Em casa, espalho as páginas na mesa. Pego um livro didático de latim, do meu tempo de Ginásio, para tentar ler o texto complicado, detalhista, confuso, a caligrafia das correções quase ininteligível. Ao lado do título “Um jantar histórico”, foi escrito à caneta: “provisório”. Abaixo vinha o nome do autor, para mim, desconhecido, Aldo Manucio Neto, mas não para a enciclopédia do meu avô. Lá está o sobrenome.

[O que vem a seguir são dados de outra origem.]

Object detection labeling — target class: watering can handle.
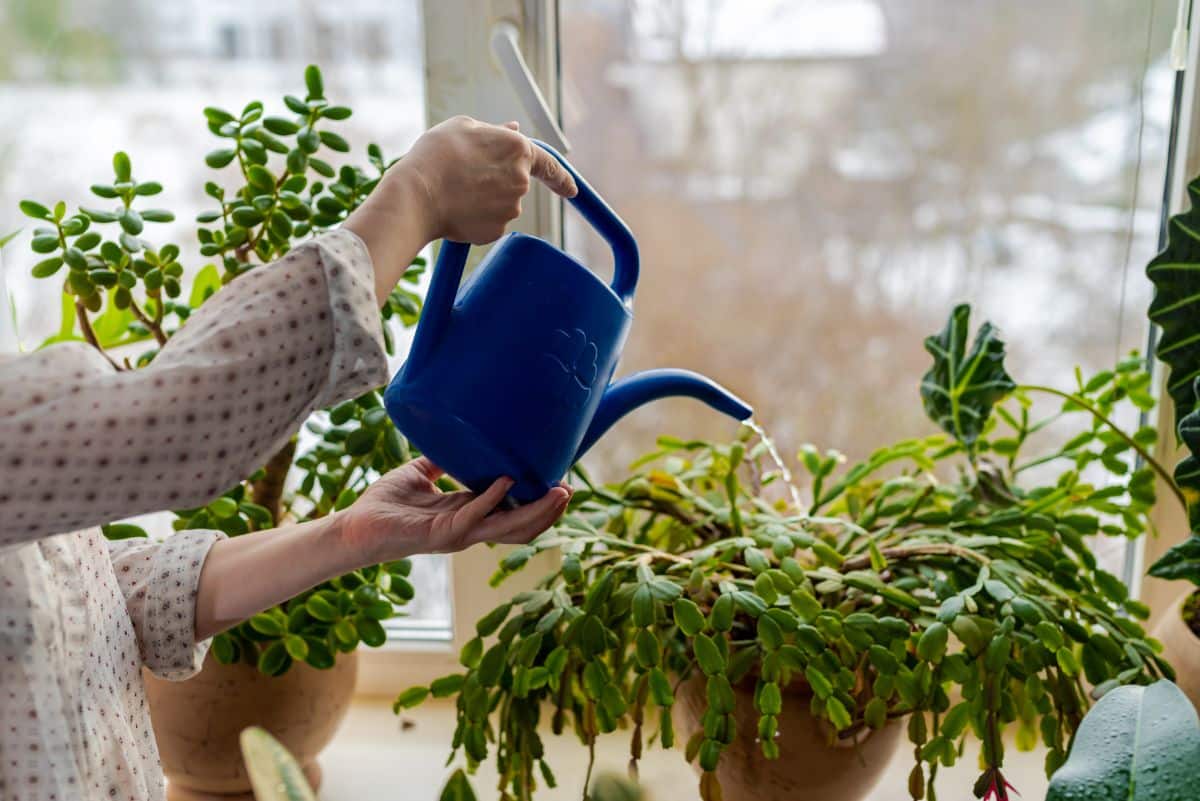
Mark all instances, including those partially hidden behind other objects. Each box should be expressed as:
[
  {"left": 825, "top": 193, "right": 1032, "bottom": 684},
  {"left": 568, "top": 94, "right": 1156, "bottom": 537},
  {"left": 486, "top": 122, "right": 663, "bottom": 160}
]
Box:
[{"left": 532, "top": 139, "right": 638, "bottom": 306}]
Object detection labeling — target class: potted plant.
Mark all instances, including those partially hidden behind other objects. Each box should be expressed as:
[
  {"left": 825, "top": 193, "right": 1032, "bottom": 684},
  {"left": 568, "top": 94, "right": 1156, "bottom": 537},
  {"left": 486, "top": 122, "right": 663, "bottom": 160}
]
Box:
[
  {"left": 396, "top": 306, "right": 1174, "bottom": 801},
  {"left": 1146, "top": 180, "right": 1200, "bottom": 705},
  {"left": 12, "top": 66, "right": 424, "bottom": 794}
]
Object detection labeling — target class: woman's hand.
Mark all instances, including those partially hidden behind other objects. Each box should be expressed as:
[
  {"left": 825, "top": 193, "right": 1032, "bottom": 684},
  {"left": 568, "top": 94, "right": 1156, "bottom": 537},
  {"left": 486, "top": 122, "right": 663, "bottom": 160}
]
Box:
[
  {"left": 337, "top": 457, "right": 571, "bottom": 565},
  {"left": 343, "top": 116, "right": 577, "bottom": 305},
  {"left": 196, "top": 458, "right": 571, "bottom": 639},
  {"left": 398, "top": 116, "right": 577, "bottom": 245}
]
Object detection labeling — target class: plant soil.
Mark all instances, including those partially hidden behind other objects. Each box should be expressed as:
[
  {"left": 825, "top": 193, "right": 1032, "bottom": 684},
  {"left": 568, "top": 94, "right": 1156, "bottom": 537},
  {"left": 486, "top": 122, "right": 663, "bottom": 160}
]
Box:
[{"left": 1182, "top": 591, "right": 1200, "bottom": 637}]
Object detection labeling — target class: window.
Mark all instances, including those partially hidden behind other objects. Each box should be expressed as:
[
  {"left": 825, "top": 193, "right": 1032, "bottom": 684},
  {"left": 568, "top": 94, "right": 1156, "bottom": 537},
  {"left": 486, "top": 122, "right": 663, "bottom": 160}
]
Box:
[
  {"left": 217, "top": 23, "right": 245, "bottom": 61},
  {"left": 560, "top": 0, "right": 1175, "bottom": 585}
]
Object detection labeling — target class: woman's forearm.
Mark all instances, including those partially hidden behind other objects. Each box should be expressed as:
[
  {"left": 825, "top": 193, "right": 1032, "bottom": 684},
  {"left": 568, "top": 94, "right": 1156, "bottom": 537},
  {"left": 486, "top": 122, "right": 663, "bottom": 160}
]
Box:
[
  {"left": 342, "top": 164, "right": 433, "bottom": 306},
  {"left": 196, "top": 513, "right": 362, "bottom": 640}
]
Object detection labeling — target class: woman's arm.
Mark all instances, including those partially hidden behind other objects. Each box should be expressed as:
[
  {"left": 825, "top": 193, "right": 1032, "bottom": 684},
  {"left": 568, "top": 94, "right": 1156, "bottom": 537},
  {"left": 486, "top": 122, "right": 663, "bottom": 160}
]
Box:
[
  {"left": 0, "top": 118, "right": 574, "bottom": 547},
  {"left": 196, "top": 458, "right": 570, "bottom": 640},
  {"left": 0, "top": 231, "right": 388, "bottom": 546}
]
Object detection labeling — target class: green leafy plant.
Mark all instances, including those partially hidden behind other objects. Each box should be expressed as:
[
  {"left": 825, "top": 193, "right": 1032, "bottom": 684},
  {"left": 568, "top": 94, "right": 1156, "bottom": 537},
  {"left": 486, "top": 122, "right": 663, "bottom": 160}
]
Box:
[
  {"left": 1146, "top": 179, "right": 1200, "bottom": 586},
  {"left": 396, "top": 307, "right": 1171, "bottom": 801},
  {"left": 238, "top": 725, "right": 317, "bottom": 801},
  {"left": 1046, "top": 681, "right": 1200, "bottom": 801},
  {"left": 20, "top": 66, "right": 424, "bottom": 675}
]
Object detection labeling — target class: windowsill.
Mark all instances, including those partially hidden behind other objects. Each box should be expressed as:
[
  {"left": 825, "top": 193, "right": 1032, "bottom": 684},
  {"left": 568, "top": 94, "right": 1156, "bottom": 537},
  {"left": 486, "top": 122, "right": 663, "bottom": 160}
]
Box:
[{"left": 320, "top": 698, "right": 1046, "bottom": 801}]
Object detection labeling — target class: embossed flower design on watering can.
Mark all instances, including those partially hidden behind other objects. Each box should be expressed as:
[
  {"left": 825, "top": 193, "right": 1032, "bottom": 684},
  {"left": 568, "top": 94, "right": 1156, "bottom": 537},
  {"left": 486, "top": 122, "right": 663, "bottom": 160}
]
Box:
[
  {"left": 384, "top": 137, "right": 751, "bottom": 502},
  {"left": 545, "top": 329, "right": 599, "bottom": 409}
]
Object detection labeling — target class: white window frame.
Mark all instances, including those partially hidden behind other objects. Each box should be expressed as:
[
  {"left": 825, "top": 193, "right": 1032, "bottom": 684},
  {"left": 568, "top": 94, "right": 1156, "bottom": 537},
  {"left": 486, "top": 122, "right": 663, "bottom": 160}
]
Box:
[
  {"left": 355, "top": 0, "right": 562, "bottom": 699},
  {"left": 1130, "top": 2, "right": 1200, "bottom": 626}
]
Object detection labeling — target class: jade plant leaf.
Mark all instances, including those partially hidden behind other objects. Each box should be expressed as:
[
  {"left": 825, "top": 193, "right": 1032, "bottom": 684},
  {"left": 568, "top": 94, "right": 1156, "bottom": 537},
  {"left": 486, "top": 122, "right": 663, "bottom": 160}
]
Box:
[
  {"left": 439, "top": 767, "right": 475, "bottom": 801},
  {"left": 1046, "top": 680, "right": 1200, "bottom": 801},
  {"left": 239, "top": 725, "right": 317, "bottom": 801},
  {"left": 1150, "top": 535, "right": 1200, "bottom": 586},
  {"left": 920, "top": 303, "right": 1016, "bottom": 448}
]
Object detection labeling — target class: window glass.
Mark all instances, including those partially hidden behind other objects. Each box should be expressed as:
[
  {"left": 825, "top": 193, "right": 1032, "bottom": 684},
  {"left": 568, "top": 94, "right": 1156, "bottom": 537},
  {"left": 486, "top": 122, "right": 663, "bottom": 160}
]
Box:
[
  {"left": 0, "top": 0, "right": 450, "bottom": 630},
  {"left": 562, "top": 0, "right": 1175, "bottom": 575}
]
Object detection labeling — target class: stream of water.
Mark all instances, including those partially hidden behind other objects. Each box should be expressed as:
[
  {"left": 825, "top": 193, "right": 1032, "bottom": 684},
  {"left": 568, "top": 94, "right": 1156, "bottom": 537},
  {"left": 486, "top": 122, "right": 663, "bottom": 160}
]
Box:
[{"left": 742, "top": 417, "right": 804, "bottom": 512}]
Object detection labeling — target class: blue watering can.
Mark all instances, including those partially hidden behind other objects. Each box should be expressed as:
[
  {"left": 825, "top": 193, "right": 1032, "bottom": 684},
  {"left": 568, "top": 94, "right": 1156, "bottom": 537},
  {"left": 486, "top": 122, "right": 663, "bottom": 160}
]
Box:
[{"left": 384, "top": 141, "right": 752, "bottom": 504}]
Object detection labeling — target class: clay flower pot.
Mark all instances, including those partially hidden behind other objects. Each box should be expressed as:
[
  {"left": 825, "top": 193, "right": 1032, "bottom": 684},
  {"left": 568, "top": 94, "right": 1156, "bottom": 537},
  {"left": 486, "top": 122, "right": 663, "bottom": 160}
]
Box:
[
  {"left": 143, "top": 651, "right": 358, "bottom": 801},
  {"left": 672, "top": 676, "right": 902, "bottom": 801},
  {"left": 1154, "top": 592, "right": 1200, "bottom": 709}
]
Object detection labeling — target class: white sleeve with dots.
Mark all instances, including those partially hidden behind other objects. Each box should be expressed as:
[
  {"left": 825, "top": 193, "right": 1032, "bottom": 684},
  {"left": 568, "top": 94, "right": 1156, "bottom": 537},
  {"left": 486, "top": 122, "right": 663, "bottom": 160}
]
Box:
[{"left": 0, "top": 230, "right": 386, "bottom": 547}]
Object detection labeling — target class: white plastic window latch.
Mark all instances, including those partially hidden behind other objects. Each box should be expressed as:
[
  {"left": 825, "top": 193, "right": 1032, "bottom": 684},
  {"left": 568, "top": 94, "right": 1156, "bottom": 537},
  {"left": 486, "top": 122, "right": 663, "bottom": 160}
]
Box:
[
  {"left": 1171, "top": 0, "right": 1192, "bottom": 72},
  {"left": 492, "top": 20, "right": 571, "bottom": 153}
]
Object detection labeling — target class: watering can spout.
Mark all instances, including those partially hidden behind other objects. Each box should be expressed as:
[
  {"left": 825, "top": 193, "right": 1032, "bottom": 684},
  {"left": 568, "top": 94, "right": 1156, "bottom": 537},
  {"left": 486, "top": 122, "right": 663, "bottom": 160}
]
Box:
[
  {"left": 404, "top": 240, "right": 470, "bottom": 377},
  {"left": 575, "top": 369, "right": 754, "bottom": 460}
]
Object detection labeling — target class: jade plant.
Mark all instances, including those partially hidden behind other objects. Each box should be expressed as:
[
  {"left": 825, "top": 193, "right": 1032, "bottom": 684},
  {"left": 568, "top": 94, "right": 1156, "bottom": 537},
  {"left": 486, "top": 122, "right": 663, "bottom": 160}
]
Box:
[
  {"left": 20, "top": 66, "right": 424, "bottom": 675},
  {"left": 396, "top": 306, "right": 1172, "bottom": 801}
]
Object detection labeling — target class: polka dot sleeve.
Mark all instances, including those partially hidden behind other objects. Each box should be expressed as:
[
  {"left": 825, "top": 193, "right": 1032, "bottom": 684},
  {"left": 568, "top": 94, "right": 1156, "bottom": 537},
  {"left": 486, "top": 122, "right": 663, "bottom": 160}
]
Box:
[
  {"left": 0, "top": 230, "right": 386, "bottom": 547},
  {"left": 108, "top": 531, "right": 224, "bottom": 680}
]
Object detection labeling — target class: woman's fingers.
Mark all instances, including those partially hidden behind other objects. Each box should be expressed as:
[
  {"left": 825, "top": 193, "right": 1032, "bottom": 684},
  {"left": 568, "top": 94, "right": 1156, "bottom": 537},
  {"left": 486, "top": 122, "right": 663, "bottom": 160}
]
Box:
[
  {"left": 409, "top": 456, "right": 445, "bottom": 481},
  {"left": 469, "top": 487, "right": 571, "bottom": 542},
  {"left": 461, "top": 477, "right": 516, "bottom": 528},
  {"left": 529, "top": 140, "right": 580, "bottom": 198}
]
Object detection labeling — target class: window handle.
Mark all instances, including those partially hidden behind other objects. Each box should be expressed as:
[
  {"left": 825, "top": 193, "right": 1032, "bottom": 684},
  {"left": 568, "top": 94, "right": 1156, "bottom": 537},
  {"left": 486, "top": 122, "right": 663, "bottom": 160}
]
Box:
[
  {"left": 492, "top": 20, "right": 571, "bottom": 153},
  {"left": 1171, "top": 0, "right": 1192, "bottom": 72}
]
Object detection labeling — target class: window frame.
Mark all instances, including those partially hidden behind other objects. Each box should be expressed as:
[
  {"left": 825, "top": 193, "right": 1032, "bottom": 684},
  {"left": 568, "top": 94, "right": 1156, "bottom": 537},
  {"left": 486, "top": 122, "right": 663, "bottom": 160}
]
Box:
[{"left": 1127, "top": 2, "right": 1200, "bottom": 627}]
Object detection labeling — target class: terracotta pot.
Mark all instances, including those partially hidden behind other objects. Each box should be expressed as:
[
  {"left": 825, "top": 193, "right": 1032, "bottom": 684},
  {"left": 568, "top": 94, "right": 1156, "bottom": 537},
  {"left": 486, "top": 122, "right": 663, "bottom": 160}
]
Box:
[
  {"left": 672, "top": 676, "right": 902, "bottom": 801},
  {"left": 1154, "top": 595, "right": 1200, "bottom": 709},
  {"left": 143, "top": 652, "right": 359, "bottom": 801}
]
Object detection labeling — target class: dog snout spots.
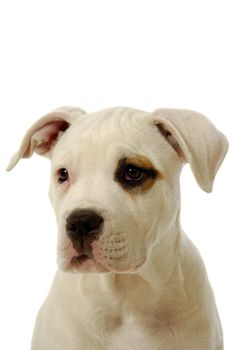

Ele é neto de Aldo Manucio, um dos precursores das artes gráficas na Itália.

A história começa no século 15, mais precisamente em 1480, quando Nicolau Genson montou uma tipografia em Veneza, mas não se interessou pelo negócio incipiente, de difícil elaboração e retorno imprevisível. Melhor cair fora, apostar em algo mais garantido. Conseguiu vendê-la para André Torresani, que não estava nem um pouco interessado no empreendimento, mas desejava oferecer ao genro Aldo Manucio uma oportunidade de afirmação, para deixar de ser apenas o marido de sua filha. Ele acabou surpreendendo o sogro. Diretor da gráfica de 1494 a 1515, não só a tornou rentável, como se mostrou visionário na arte de impressão, corrigiu defeitos de Gutenberg, com o emprego de caracteres mais nítidos e de formato prático para facilitar a ordenação. Arrebatado pelas ideias do Renascimento, deu impulso aos estudos gregos. A obstinação do “Velho”, como ele ficou conhecido, estruturou a tipografia, continuada pela teimosia do filho e a hereditariedade do neto. No fim, terceira geração, fechou.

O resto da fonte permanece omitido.